Yakima Residents Want Pit Bull Ban Revoked
Emily Chandler is a dog lover.
She's known for taking strays into her home until they either find a suitable owner, or make her place their home.
Some of those guests included Pit Bulls.
"I've fostered Pit Bulls here, I did it here against my better judgement," said Chandler, "And we did hide them."
Emily hasn't taken in a Pit Bull in some time, however, that hasn't stopped officials from mistaking her boxer mix for one.
"We've been harassed a couple times by the humane society, because he looks like the pitbull type," said Chandler.
For over 25 years, the City of Yakima has held a ban on Pit Bulls within city limits -- deeming the breed too violent and aggressive.

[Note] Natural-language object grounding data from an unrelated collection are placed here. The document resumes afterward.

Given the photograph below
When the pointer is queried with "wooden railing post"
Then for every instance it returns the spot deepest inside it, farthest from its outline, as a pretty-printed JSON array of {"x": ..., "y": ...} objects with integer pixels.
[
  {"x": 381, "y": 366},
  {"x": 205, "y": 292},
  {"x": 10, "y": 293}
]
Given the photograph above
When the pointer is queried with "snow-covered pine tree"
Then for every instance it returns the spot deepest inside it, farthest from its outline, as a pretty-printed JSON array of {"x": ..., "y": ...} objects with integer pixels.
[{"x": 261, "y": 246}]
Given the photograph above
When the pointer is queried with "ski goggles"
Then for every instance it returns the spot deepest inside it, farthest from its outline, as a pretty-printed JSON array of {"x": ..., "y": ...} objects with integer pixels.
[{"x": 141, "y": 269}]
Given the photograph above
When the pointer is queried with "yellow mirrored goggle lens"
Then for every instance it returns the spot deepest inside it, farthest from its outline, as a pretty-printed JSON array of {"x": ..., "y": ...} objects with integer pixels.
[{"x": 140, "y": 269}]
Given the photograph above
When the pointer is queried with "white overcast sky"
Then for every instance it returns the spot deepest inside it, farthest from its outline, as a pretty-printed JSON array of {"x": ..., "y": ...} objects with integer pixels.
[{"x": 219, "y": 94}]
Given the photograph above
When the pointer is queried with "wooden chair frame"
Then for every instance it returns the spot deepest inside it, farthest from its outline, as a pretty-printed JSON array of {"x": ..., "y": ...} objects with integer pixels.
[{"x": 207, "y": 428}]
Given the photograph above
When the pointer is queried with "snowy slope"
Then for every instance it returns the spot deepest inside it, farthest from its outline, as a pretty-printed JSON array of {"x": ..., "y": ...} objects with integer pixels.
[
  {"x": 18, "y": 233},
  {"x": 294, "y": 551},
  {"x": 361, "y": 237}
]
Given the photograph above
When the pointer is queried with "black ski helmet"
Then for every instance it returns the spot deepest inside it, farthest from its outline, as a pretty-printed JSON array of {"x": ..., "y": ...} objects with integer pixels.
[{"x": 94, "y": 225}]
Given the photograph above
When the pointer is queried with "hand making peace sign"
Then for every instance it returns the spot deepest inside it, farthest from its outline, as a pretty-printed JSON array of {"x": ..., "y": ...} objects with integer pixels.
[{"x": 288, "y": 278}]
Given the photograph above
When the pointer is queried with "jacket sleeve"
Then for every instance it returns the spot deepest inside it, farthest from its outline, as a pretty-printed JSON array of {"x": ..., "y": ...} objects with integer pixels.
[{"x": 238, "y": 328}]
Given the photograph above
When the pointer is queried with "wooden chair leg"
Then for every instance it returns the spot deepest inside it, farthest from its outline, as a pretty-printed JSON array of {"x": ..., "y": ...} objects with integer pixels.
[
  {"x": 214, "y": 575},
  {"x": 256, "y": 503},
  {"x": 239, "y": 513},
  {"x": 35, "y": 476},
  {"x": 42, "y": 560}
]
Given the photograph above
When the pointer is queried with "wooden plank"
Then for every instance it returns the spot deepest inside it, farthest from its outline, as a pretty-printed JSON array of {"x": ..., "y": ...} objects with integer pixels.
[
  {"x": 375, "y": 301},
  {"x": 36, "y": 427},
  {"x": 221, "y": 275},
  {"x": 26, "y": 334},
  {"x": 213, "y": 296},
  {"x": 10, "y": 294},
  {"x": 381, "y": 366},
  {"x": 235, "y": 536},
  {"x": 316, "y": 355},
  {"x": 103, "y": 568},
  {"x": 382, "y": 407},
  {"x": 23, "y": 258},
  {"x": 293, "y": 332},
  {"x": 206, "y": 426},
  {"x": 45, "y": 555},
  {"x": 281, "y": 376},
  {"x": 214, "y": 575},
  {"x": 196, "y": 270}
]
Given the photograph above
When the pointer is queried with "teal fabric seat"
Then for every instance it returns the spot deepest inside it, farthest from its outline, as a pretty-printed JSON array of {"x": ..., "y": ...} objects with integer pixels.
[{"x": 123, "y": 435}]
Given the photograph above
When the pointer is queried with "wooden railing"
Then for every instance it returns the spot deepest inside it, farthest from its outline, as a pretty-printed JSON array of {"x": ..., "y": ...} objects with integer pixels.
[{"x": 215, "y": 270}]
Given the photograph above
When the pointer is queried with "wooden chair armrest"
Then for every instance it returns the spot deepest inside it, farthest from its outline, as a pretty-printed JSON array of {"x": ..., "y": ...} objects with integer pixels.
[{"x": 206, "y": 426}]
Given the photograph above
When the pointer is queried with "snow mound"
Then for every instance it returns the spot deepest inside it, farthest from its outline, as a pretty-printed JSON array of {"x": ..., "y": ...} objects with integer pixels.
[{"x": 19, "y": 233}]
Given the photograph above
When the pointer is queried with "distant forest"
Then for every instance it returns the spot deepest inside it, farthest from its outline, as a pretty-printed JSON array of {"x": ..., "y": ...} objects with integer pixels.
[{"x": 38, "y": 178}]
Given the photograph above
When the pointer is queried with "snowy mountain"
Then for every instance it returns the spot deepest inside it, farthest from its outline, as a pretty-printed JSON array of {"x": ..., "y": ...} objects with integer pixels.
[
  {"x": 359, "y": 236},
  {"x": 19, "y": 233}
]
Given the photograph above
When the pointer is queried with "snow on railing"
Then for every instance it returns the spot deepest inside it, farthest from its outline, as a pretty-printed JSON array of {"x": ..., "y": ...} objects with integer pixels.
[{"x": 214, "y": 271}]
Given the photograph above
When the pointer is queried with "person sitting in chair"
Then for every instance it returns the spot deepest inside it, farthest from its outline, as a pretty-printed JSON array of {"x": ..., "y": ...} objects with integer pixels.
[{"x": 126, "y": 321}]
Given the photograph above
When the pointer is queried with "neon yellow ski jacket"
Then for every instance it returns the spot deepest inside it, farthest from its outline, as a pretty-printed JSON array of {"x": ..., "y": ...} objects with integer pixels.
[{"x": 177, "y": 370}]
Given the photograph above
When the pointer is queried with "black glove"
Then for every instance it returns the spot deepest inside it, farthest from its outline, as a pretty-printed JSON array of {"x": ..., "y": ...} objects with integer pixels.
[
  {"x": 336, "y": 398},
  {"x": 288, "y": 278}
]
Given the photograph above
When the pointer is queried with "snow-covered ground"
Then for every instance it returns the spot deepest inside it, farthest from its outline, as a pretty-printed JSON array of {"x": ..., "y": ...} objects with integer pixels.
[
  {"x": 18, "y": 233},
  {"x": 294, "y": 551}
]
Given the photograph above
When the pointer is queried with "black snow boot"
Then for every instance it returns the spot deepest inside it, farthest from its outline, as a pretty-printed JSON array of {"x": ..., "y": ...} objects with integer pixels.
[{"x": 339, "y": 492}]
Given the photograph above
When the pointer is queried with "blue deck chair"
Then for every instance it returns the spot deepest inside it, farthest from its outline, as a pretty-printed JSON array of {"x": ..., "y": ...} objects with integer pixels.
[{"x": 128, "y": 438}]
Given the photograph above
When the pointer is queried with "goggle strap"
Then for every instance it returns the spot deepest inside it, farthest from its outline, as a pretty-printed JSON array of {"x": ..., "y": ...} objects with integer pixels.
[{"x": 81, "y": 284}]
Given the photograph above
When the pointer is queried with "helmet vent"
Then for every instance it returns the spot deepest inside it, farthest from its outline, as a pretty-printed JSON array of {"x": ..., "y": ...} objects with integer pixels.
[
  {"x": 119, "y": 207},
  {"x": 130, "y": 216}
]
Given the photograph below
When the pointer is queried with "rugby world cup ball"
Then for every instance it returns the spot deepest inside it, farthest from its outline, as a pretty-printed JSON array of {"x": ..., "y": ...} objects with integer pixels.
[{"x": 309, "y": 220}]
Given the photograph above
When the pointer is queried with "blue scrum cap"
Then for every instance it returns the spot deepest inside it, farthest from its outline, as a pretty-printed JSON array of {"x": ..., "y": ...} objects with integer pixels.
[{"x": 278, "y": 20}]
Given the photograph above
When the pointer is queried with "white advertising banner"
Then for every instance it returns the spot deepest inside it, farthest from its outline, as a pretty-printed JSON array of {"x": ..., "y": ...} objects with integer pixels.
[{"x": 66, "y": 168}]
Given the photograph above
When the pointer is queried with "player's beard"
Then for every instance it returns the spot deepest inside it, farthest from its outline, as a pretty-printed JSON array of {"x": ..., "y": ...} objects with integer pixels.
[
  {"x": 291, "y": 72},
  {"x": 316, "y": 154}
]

Today, council members were asked by members of the community to consider softening or even completely eliminating the ban, arguing the animals are simply misunderstood, and it's behavior falls on the owner.
Some council members agreed the issue needs to be looked at closely and delayed making any decisions in the meantime.
The ban was placed in 1987 and has been challenged in the past.
Code enforcement officials say this instance is no different and want to keep the ban in place for the safety of the people.
"From our experiences, what we're seeing of pitbulls, a lot of pitbulls are being hidden in the City of Yakima," said code administration manager Joseph Caruso.
Caruso adds most people who own a Pit Bull aren't strangers to the crimiinal justice system.
"Are they all good dog owners? I can't say say yes or no, but a lot of them have criminal elements surrounding their circumstances," said Caruso.
Until a decision is made by the council, Emily Chandler says she'll be spending her time, trying to prove those who are anti Pit-Bull wrong.
"I'm an advocate for all who can't speak," said Chandler.
According to dogsbite.org, 11 cities in our state ban Pit Bulls, including Selah, Wapato and Othello.
Several other local cities, including Kennewick and Pasco have Pit Bulls listed as potentially dangerous.